Closed dondi closed 2 years ago

dondi commented 2 years ago

Implement the user interface and functionality for choosing expression datasets to include in an exported workbook.

This task aligns with #935

For maximum flexibility, the user will be allowed to choose from any available dataset, regardless of whether they have used or selected it.

But restrict the selections only to one source at a time, because expression data from multiple sources may not co-exist well, especially with GRNmap.

Onariaginosa commented 2 years ago

New Database SchemaIMG_20210930_165010138.jpgIMG_20210930_165002214.jpgIMG_20210930_164958650.jpg

Onariaginosa commented 2 years ago

I created the beginning functionality of the Export Modal. It looks like this so far: Screenshot from 2021-10-07 11-03-41

dondi commented 2 years ago

@Onariaginosa’s transcribed schema was reviewed and some corrections were made; running copy is stored in GRNsight-archive at https://github.com/dondi/GRNsight-archive/blob/main/documents/SDF/CMSI_4071/fall_2021/Onariaginosa%20Igbinedion/Updated%20Expression%20Database%20Schema.pdf

Work will continue on the UI and database work will continue in parallel

dondi commented 2 years ago

@Onariaginosa has the export dialog largely done and can move on to querying the database to export selected expression data. To do that, @Onariaginosa will test via beta in order to have access to the AWS managed instance.

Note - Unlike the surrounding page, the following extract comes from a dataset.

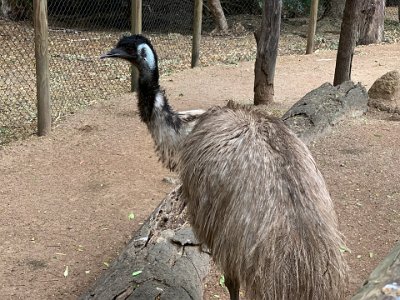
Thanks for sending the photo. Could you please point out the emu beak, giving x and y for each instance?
(117, 52)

Onariaginosa commented 2 years ago

I was able to export workbooks with the specified expression sheets as expected, but then I ran into a new problem. Initially it was not recognizing exported expression sheets because they didn't add the suffixes. Screenshot from 2021-10-21 14-40-21

I fixed this, but then the re-imported sheets had the error that the expression sheet data did not have the same genes as those in the expression sheet.
Screenshot from 2021-10-21 14-35-22

I changed it back so that it wouldn't error out, but this should be fixed

dondi commented 2 years ago

@Onariaginosa and @dondi looked this and traced the root cause to a missing id header row on the problematic expression data sheet. However, the sheet also didn't have any data; this issue may be related. @Onariaginosa will investigate.

dondi commented 2 years ago

@Onariaginosa fixed an issue—it was a straightforward typo and fixing the typo seems to resolve the issue. The typo appears to have resulted in an empty query result, but that begs the question of making sure that empty query results, which might happen one day for legitimate reasons, still avoid exporting an incompatible workbook.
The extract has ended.